We’re here today to mourn the passing but also to honor the life of Helene Axelrod, beloved wife, mother, grandmother, and cherished friend. Helene had had more than her share of medical problems for a long time now, and so we all thought we were emotionally prepared for this. But in a way, none of us are ever prepared, because the reality of a loved one’s passing is always different from our anticipation of the passing. Helene passed away very suddenly at home, and it’s not just a platitude to say that she did not suffer. But it is going to take a while to really understand that she’s gone.
Helene was born in New York City on April 8, 1925, the daughter of Julius & Matilda Margolis and the dear sister of Marilyn.
Helene went to Hunter College and she had a teacher named Ameta Axelrod, who had a young brother-in-law named David who was going to be back from the service. This teacher set her brother-in-law up with this nice Jewish girl named Helene Margolis. Helene and David’s mother had the same birthday. One lived at 1595 Second Ave. and the other lived at 1595 Macombs St in the Bronx. Helene’s marriage to David has been a wonderful marriage of mutual love and respect for nearly 69 years. March 28 would have been 69 years.

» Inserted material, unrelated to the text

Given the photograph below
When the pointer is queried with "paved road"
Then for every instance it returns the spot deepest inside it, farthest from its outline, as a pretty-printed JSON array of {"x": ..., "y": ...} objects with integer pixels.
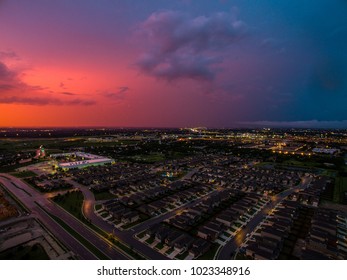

In her prime, Helene was nothing short of a superwoman. She had a job when women were not working. She raised the children while David was on the road as a salesman. It didn’t hurt that Helene had two easy and respectful kids in June and Robert, kids who never got into trouble. She was super-organized. She planned meals a week in advance. She first worked part time at the Helen St. School. She went back and got two graduate degrees, her Master’s Degree in Library Science from Southern Ct. State University, and her sixth year degree. She really fulfilled herself.
She is best known as a librarian at Hamden High School for more than 20 years. It was a badge of honor as a student at Hamden High to be thrown out of the library by Mrs. Axelrod. People would come up to her many years later and say, “Mrs. Axelrod, you threw me out of the library.”
She was so proud of June and Roy and Robert and Katrina and their lives and their families.
And if you ever wanted to hear pride, you should of heard her speak about her grandsons, Daniel and now-Captain Philip & 2nd LT. Benjamin. She did her share of worrying, but even at her most worried, she was very proud, beaming proud.
When I came here thirty something years ago, Helene and David came to a get-together, and she told me that she was a librarian. I asked if she wanted to be the synagogue librarian, and she said, “Not till I retire.” So I waited many years and then held her to her promise, and she became our librarian here for years.
We all have so many memories. I am personally remembering more things every day. Helene, on a shul Israel trip, has a medical emergency and has to be rushed to the hospital, and all she can do is rave about how nice everyone was to her.
Helene and David came for years to our Wednesday night Bible class. Somehow, along the way, Helene became our Dr. Ruth. When there was a sexy passage that the prudish rabbi blushed to read, it was Helene who read it, often with full explanation. She read the way people used to read, with articulation and diction.
There were times over the years that I saw her without a smile on her face, but not many times. There were times over the years when she didn’t ask me about my family, especially my daughter Sarah who she identified with, but there weren’t many times that she didn’t show her interest and memory.
Speaking for myself, I somehow can’t understand that I’m not going to see her again. The good news is that I can hear her voice right now.
I know that for the family, these last years have been very difficult and scary, but I ask you to remember that Helene and David have lived these years their way, in their home, and that Helene lived her way and even died her way, in her own home, calling David’s name.
To David and June and Robert and the whole family, we offer our most sincere condolences. She was a righteous woman. May she rest in peace. Let us say Amen.